Firstly, don’t worry about it, I believe nobody know this magic “h”, for now and perhaps for a long time.
But perhaps not very long! read how close are we really to building a quantum computer and timeline of quantum computing.
And even before a powerful quantum computer to break ECDLP, perhaps one day one lucky people just find a random “h” which happens to make h*G=H, who knows? a probability close to zero doesn’t means impossible.
So, for now, we MUST know what will happen in Mimblewimble if this magic “h” is known by somebody.
What will happen if I know the magic “h” which makes h*G = H ?
Let’s take a look for the Pedersen Commitment form: r*G + v*H. The simple arithmetic equation a + b = c can be expressed as commitment form:
(x*G + a*H) + (y*G + b*H) = (z*G + c*H) , with x + y = z
This is the most important pillar of MimbleWimble.
Now if I know the magic “h” which makes h*G = H, then I can change the output value freely:
z*G + c*H = (z’ *G + c’ *H)
=> (z’-z)*G = (c-c’)*h*G
=> z’ = z + (c-c’)*h
This means I can create money out of thin air in the transaction, without breaking the balance of the commitments which sum to zero. The pillar of MimbleWimble is gone and the whole house falls.
And even worse, when this happen, there’s no one else know it’s happening! thanks to the excellent privacy of Mimblewimble protocol.
A Proposal by Tim Ruffing to Secure this Pillar
Thanks to Tim Ruffing and Giulio Malavolta 's research on Switch Commitment [1] and Tim Ruffing 's good proposal to Mimblewimble [2], we can modify the blinding factor as the following form:
r’ = r + Hash(rG+vH || rJ)
and the base point J is chosen to be orthogonal to G.
so the Pedersen Commitment r*G + v*H becomes:
r’ *G + v*H
= (r + Hash(rG+vH || rJ))*G + v*H
= (r*G+v*H) + Hash(rG+vH || rJ)*G
And we need add an additional rule to spend an UTXO, revealing the rG+vH and rJ to spend output r’*G+v*H.
Why this enhanced design can avoid me creating money out of thin air in the transaction? even I know the magic “h” .
Let me try it.
We already know that I can change the Pedersen Commitment components freely, with the known magic “h” :
*z*G + c*H = (z’ *G + c’ H)
=> z’ = z + (c-c’)*h
With the new form of Pedersen Commitment:
r’ *G + v*H = (r*G+v*H) + Hash(rG+vH || rJ)*G
Now let me freely change the value from v to v" :
r*G + v*H = r" *G + v"*H
and r" = r + (v-v")*h
Then,
r’ *G + v*H
= (r*G+v*H) + Hash(rG+vH || rJ)*G
!= (r" *G + v"*H) + Hash(r"G+v"H || r"J)*G
So, the result is I can’t change this commitment and I fail to create money out of thin air! even I know the magic “h” .

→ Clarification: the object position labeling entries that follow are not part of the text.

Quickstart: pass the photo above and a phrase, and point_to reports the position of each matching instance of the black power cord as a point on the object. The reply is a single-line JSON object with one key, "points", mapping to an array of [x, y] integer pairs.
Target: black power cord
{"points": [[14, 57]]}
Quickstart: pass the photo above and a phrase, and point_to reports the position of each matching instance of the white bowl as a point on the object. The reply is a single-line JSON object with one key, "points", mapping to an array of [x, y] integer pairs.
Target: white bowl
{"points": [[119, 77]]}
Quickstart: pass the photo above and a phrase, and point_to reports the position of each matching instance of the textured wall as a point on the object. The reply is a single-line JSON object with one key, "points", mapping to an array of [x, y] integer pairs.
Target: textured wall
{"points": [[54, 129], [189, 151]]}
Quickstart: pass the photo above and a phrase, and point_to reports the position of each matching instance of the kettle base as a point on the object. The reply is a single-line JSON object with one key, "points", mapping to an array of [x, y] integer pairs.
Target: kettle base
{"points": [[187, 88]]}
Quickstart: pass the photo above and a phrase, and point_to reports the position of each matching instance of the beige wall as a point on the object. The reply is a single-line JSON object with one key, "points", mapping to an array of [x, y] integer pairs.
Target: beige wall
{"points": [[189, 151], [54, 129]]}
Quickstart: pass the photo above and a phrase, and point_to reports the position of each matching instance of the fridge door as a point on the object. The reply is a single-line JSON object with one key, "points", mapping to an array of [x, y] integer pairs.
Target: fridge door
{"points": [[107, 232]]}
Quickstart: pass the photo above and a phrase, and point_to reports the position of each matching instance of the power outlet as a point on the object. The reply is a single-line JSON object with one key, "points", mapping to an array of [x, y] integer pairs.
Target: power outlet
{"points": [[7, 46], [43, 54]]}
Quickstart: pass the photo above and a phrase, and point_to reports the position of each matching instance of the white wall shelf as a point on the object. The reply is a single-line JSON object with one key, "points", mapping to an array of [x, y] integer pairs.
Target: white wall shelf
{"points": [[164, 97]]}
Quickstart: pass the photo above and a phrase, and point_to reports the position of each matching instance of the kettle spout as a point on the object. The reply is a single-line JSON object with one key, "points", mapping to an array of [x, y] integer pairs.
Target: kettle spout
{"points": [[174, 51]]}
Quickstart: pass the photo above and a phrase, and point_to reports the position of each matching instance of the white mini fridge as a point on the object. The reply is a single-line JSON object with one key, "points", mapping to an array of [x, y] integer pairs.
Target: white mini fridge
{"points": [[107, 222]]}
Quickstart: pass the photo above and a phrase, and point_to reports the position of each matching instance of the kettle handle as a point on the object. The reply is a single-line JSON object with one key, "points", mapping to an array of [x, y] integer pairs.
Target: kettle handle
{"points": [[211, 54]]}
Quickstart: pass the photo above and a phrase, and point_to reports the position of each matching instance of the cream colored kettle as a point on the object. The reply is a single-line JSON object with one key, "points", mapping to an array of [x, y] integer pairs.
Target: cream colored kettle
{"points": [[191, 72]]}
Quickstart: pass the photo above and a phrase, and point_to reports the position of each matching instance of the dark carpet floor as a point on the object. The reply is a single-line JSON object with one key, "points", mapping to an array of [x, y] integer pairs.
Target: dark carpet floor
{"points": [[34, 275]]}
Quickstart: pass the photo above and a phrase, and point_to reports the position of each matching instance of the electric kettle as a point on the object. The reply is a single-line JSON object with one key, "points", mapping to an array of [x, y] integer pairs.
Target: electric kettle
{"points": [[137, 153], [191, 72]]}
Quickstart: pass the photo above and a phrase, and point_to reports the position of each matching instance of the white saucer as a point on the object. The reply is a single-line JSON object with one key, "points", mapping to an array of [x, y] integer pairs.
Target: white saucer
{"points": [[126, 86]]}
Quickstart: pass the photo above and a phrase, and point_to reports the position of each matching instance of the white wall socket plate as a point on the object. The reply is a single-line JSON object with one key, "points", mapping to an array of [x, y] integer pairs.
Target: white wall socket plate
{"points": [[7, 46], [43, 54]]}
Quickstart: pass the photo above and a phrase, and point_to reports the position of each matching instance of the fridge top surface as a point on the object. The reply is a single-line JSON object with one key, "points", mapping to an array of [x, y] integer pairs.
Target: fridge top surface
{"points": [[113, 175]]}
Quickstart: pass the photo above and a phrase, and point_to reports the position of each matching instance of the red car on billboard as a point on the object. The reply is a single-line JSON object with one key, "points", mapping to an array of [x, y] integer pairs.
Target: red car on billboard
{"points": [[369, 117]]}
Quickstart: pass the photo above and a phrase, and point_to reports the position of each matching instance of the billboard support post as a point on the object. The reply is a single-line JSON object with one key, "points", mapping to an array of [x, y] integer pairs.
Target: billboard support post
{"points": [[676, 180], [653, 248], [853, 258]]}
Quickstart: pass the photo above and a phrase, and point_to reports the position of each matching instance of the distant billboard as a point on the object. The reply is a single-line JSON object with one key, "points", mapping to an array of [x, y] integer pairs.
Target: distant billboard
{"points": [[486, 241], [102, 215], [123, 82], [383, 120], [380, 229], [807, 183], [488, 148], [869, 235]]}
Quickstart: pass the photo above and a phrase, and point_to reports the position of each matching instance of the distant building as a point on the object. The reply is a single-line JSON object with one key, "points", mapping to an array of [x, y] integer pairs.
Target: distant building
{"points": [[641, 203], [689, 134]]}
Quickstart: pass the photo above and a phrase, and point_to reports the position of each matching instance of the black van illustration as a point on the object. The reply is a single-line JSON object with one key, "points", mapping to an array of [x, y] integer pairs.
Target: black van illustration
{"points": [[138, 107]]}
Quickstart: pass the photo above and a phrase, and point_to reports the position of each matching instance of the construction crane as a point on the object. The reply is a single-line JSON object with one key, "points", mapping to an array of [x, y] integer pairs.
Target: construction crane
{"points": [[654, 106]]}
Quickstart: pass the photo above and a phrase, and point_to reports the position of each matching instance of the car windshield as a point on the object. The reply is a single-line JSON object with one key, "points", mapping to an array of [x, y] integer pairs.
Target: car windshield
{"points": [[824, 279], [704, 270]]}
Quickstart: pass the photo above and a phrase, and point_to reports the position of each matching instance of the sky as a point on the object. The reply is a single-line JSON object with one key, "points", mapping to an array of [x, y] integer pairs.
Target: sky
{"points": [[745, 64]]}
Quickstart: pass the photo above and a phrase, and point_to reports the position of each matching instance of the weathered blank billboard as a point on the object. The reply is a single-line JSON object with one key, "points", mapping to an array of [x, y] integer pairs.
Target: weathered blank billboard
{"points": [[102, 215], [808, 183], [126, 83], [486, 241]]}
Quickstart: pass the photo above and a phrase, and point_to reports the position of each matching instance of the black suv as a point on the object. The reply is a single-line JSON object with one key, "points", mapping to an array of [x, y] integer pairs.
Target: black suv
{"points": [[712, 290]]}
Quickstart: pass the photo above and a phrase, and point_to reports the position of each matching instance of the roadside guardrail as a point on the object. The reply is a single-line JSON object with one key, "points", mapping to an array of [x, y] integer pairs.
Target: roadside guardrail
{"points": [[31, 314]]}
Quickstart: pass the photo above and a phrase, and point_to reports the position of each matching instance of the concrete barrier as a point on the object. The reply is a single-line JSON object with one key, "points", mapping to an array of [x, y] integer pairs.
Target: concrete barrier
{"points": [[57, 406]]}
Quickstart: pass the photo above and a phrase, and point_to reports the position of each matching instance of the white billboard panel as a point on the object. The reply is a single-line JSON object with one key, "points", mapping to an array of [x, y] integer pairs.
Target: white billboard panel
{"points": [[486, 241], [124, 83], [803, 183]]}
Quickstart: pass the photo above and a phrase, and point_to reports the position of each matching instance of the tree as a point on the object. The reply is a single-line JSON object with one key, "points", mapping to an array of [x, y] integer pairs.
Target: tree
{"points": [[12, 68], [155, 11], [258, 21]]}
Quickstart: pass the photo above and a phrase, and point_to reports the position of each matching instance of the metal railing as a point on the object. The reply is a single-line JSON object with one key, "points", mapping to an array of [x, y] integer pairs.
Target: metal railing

This is mainly because of r*J != r"*J. The r*J works like a locker to forbid the change of r, and we can’t change the value v without changing r, to keep the balance of r*G + v*H = r" *G + v"*H.
The Related Status in Grin
Thanks to @jaspervdm, we have an opening PR for this enhancement solution: [DNM] Switch commitments by jaspervdm · Pull Request #2007 · mimblewimble/grin · GitHub, and 2 related PRs in secp library: Add blinding factor for switch commitment by jaspervdm · Pull Request #34 · mimblewimble/secp256k1-zkp · GitHub and Add blinding factor for switch commitment by jaspervdm · Pull Request #38 · mimblewimble/rust-secp256k1-zkp · GitHub.
And please note that we still need further research about how to gracefully integrate that additional rule:
To spend an UTXO r’*G+v*H, require to reveal the rG+vH and rJ .
But IMO, complete PR #2007 and switch the Pedersen Commitment to this enhanced design should be a MUST for Grin mainnet, and now we don’t have much time left before 15th Jan. 2019.
Any comments/feedback welcome.
[1] https://eprint.iacr.org/2017/237.pdf
[2] switch commitments (again) : Mailing list archive : mimblewimble team in Launchpad
[3] switch commitment discussion · Issue #998 · mimblewimble/grin · GitHub
correct me if something wrong here.
and sorry for my careless missing, indeed it’s also mandatory here to verify P == r*J.